Thursday, January 20, 2011

Simulating a Curious Landing

The next generation Mars rover, named Curiosity, is scheduled to launch later this year. Construction is nearing the final phases and lots of tests are being conducted on Curiosity. The latest test is a test of the landing system. JPL released a short video of the test.


Curiosity can't use the airbag system of previous rovers as it is too big and heavy, hence the sky crane concept. Curiosity will be the first spacecraft to use this system so the testing has to be rigorous. You can see from the video, a platform has small rockets on it that hovers while the rover is lowered to the surface. The rockets won't be able to make this craft hover for long since they carry very limited fuel so they only get one shot at it. Everything has to work perfectly the first time without intervention from us on Earth (Mars is much too far away...round trip light travel time varies from about 8 minutes to over 20 minutes depending on their positions in their respective orbits).

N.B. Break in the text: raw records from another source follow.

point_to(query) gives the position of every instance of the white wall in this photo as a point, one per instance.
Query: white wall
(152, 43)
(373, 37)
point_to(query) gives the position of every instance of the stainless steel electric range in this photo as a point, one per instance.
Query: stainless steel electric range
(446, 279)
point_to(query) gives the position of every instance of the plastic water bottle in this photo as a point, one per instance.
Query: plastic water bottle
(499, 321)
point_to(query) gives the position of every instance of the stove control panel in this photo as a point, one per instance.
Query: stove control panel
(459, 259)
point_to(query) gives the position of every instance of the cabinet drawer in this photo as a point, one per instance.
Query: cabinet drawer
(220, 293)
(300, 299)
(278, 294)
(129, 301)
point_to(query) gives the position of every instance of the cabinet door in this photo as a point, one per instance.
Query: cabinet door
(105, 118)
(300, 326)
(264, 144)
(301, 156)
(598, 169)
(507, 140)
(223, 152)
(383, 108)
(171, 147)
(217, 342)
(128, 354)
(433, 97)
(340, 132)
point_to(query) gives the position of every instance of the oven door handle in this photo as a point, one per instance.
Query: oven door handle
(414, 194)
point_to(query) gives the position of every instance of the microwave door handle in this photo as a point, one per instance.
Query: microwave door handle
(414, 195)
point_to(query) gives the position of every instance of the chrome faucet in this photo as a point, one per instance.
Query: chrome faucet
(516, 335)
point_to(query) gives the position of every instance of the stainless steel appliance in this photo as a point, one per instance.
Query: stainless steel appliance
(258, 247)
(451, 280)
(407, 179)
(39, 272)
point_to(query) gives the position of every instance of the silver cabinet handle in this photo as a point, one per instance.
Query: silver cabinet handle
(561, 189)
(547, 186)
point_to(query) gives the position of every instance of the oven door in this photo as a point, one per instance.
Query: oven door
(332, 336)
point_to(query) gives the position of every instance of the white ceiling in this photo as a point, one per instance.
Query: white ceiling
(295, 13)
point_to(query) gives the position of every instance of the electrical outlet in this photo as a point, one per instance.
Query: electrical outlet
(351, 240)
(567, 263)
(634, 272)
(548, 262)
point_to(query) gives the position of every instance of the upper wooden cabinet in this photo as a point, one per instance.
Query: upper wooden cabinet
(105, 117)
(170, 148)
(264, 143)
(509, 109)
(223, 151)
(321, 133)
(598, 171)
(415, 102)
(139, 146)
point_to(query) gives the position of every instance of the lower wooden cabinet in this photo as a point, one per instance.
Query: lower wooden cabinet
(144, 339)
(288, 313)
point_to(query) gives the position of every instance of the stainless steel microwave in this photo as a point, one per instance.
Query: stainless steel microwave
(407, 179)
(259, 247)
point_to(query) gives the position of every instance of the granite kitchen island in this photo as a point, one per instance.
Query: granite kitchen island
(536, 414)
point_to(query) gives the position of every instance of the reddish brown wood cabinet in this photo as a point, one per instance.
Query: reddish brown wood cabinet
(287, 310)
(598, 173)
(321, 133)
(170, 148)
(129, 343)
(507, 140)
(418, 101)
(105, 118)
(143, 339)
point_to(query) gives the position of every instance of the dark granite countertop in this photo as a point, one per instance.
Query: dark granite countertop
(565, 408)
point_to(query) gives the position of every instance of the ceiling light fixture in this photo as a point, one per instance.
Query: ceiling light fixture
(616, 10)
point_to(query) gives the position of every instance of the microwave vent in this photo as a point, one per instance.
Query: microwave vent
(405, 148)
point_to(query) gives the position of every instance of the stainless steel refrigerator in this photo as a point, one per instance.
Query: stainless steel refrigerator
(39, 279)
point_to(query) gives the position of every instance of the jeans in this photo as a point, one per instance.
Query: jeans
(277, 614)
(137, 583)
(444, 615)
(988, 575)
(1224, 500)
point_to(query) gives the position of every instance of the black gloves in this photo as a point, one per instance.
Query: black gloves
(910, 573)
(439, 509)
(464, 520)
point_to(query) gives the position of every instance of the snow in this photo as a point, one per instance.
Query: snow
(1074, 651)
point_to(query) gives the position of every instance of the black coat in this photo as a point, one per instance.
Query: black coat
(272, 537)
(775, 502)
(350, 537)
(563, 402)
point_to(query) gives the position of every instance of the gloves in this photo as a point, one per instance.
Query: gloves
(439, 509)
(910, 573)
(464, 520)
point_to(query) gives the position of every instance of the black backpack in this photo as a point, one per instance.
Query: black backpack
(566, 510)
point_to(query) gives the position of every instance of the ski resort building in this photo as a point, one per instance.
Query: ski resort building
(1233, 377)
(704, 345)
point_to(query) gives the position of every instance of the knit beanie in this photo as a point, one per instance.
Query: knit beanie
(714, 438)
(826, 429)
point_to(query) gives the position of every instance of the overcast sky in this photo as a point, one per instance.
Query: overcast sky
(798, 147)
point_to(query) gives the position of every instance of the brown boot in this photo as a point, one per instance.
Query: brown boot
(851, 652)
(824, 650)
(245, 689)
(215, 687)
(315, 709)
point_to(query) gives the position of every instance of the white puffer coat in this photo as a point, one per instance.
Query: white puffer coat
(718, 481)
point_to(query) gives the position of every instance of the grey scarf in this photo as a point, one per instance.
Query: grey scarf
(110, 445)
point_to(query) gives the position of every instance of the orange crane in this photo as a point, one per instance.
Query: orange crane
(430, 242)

If you want to watch curiosity under construction, JPL has a "Curiosity Cam".

Reprinted with permission from the Half-Astrophysicist Blog.

2 comments:

OrbsCorbs said...

Amazing. So Curiosity has to quickly get away from the landing spot so that the "sky crane" doesn't fall on it when it runs out of fuel?

It's always been amazing to me, the space flights and visits to other planets. Such distances, and, as you say, only one chance to get it right.

What if all the money spent on war had been spent on science instead?

hale-bopp said...

It works the other way. Curiosity's top speed is not even as a brisk walk, so they give the sky crane a blast with its thrusters to get it to clear out.

I think NASA gets a little nervous trying these new things...I know I would!